Nan Shepherd was a Scottish writer who published The Living Mountain in 1977, near the end of her life, after letting the manuscript sit in a drawer for decades. In my opinion, it's an understated masterpiece of landscape and mountain writing – and one of the best books ever written about the Cairngorms. I am not alone in this view - a new Scottish banknote featuring her portrait is a recognition of Shepherd's significance.

The Living Mountain  © Alex Roddie
The Living Mountain
© Alex Roddie

Shepherd spent countless hours tramping through these mountains. Thanks to this long association she gained an intimate knowledge of the landscape, but hers is a unique perspective. For Shepherd, a mountain is not merely a collection of surface features – it's the whole thing, from deep within the bedrock to high up in the sky, and back and forth through time as well.

She wrote most of this book in the 1940s, just before a time of profound change in this part of Scotland. She knew the Cairngorms before the expansion of Aviemore and the development of the ski centres, when a few crofters still maintained a way of life largely unchanged for many decades.

In a quiet yet incredibly profound way, Shepherd documents her experience of the Cairngorms and reveals much of their unseen side to the reader. The writing is luminous – that's the only way I can describe it. I first read The Living Mountain when I was discovering the Cairngorms for the first time. It shaped my experience of these hills.

Most of my mountain reading up until that point had been quite goal-oriented: climbers seeking out first ascents and having epics along the way. But there's nothing like that in The Living Mountain. It allows the mountains themselves to be the characters, freed from human comparisons, motives or ambitions. In a genre where many titles seem to be all about doing, this one is about seeing, sensing, being. It's landscape writing at its very finest.

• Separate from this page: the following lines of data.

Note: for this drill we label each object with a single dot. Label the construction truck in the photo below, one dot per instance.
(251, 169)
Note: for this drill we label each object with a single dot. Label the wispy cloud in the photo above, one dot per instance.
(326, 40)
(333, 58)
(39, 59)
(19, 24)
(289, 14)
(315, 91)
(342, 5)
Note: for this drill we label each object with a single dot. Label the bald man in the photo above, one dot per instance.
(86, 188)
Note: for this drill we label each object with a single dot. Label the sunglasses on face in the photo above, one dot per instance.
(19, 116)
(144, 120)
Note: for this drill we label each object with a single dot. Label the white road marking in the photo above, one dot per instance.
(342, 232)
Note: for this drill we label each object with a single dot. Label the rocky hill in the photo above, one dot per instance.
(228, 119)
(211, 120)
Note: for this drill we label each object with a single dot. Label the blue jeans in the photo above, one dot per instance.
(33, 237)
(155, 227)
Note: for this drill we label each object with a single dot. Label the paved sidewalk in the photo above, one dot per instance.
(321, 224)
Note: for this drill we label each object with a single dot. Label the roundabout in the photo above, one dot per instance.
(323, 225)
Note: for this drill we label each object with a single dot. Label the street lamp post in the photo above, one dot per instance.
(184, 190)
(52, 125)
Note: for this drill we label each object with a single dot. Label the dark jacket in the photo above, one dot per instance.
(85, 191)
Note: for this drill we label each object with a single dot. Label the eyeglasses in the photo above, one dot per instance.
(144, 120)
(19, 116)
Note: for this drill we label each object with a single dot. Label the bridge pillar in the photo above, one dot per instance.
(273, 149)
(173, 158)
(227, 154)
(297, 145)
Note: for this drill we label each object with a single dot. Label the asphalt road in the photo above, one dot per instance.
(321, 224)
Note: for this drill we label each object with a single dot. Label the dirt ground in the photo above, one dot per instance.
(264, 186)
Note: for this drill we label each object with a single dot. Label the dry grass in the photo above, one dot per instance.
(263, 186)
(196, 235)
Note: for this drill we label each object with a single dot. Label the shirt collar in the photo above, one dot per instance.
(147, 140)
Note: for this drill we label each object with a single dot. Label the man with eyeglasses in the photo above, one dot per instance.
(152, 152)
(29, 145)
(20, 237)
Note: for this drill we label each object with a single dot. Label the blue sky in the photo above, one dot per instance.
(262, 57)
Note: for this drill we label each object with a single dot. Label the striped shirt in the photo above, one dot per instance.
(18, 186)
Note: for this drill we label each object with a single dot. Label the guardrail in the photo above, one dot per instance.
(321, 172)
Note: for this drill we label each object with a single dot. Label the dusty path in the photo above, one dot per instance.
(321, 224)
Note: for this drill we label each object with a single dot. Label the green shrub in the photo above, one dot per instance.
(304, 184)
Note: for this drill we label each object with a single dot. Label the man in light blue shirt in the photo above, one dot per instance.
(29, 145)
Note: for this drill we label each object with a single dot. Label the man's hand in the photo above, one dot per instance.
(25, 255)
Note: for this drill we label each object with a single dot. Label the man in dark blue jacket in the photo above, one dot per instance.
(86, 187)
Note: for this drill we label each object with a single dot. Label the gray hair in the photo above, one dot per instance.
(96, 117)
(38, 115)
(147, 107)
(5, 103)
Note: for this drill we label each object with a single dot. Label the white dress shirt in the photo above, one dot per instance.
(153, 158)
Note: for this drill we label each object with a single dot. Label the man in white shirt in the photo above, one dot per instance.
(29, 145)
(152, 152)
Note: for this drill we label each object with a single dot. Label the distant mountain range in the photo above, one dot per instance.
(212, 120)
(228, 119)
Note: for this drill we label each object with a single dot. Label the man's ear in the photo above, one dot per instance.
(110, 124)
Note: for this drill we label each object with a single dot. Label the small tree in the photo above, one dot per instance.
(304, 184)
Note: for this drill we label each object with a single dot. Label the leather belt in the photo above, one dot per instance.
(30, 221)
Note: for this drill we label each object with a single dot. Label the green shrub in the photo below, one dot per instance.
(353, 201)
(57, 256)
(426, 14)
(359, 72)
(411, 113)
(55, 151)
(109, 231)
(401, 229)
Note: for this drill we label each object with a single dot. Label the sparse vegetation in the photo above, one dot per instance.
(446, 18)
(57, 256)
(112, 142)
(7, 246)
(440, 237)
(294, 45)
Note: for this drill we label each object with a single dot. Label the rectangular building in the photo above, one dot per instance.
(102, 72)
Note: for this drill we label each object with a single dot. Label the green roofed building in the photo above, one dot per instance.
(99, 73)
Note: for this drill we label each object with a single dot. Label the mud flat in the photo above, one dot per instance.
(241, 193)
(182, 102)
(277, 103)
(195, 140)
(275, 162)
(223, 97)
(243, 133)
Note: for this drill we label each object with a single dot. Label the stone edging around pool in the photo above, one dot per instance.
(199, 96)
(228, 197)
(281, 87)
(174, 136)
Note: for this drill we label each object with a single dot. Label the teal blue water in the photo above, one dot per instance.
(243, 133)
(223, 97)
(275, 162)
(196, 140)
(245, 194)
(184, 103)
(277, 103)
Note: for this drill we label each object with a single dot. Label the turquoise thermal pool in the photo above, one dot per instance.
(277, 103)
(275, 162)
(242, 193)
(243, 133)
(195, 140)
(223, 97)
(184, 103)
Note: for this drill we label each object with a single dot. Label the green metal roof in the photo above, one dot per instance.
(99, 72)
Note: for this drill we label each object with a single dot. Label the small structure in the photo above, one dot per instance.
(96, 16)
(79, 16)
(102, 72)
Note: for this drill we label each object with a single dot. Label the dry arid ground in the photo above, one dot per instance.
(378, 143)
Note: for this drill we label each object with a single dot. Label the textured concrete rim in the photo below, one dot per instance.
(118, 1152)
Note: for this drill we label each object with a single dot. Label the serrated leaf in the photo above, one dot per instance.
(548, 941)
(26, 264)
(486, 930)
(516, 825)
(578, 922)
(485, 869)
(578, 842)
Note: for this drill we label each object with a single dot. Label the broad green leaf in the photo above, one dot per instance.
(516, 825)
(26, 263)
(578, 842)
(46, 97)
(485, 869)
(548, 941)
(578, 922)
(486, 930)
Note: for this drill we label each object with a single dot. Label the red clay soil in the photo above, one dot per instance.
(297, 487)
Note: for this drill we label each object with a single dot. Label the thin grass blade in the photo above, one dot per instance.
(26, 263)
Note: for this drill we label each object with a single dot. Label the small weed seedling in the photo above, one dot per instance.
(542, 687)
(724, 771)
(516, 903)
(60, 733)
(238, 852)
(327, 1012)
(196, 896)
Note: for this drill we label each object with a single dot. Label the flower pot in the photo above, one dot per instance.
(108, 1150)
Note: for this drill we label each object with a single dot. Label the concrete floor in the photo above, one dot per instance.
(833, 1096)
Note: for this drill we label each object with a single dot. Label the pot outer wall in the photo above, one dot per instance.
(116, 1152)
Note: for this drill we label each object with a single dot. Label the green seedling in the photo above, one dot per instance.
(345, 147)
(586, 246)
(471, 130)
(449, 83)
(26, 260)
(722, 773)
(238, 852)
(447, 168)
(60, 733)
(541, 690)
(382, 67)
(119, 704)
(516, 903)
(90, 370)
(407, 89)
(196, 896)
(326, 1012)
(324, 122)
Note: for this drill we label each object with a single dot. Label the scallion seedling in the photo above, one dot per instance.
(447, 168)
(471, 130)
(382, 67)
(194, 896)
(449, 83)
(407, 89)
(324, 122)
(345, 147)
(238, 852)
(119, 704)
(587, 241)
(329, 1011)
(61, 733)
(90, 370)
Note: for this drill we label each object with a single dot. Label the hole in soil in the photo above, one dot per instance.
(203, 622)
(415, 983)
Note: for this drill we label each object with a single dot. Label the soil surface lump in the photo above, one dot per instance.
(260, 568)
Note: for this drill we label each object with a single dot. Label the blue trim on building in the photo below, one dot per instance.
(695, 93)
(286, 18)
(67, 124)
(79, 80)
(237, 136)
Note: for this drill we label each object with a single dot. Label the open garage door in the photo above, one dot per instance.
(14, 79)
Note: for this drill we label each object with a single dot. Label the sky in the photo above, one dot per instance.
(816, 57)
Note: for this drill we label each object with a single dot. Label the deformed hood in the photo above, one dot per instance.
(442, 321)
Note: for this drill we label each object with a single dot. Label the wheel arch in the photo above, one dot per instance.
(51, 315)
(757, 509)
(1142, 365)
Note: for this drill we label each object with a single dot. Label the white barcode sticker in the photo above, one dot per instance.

In his intro to a recently published reprint Robert Macfarlane, author of Mountains of the Mind and The Wild Places, said this about it:

"The Living Mountain is a difficult work to describe. A celebratory prose-poem? A geo-poetic quest? A philosophical inquiry into the nature of knowledge? None of these quite fits, though it is all of them in part. Its prose is weathered in both senses: filled with different kinds of climate, but also the result of decades of contact with "the elementals". It is about the Cairngorms in the same way that Ulysses is about Dublin, or Mrs Dalloway is about London – which is to say, it is attentive to the specifics of its chosen landscape, but also passionately metaphysical."

It is hard to disagree.





23 May, 2017
Funnily enough I just been reading Landmarks by Robert Macfarlane and he devotes a whole chapter to her writing and use of words. Ch. 3 The Living Mountain. It was from that moment on my reading list and now again with this review a must get book. I wonder if there are other books hiding in drawers such as this one?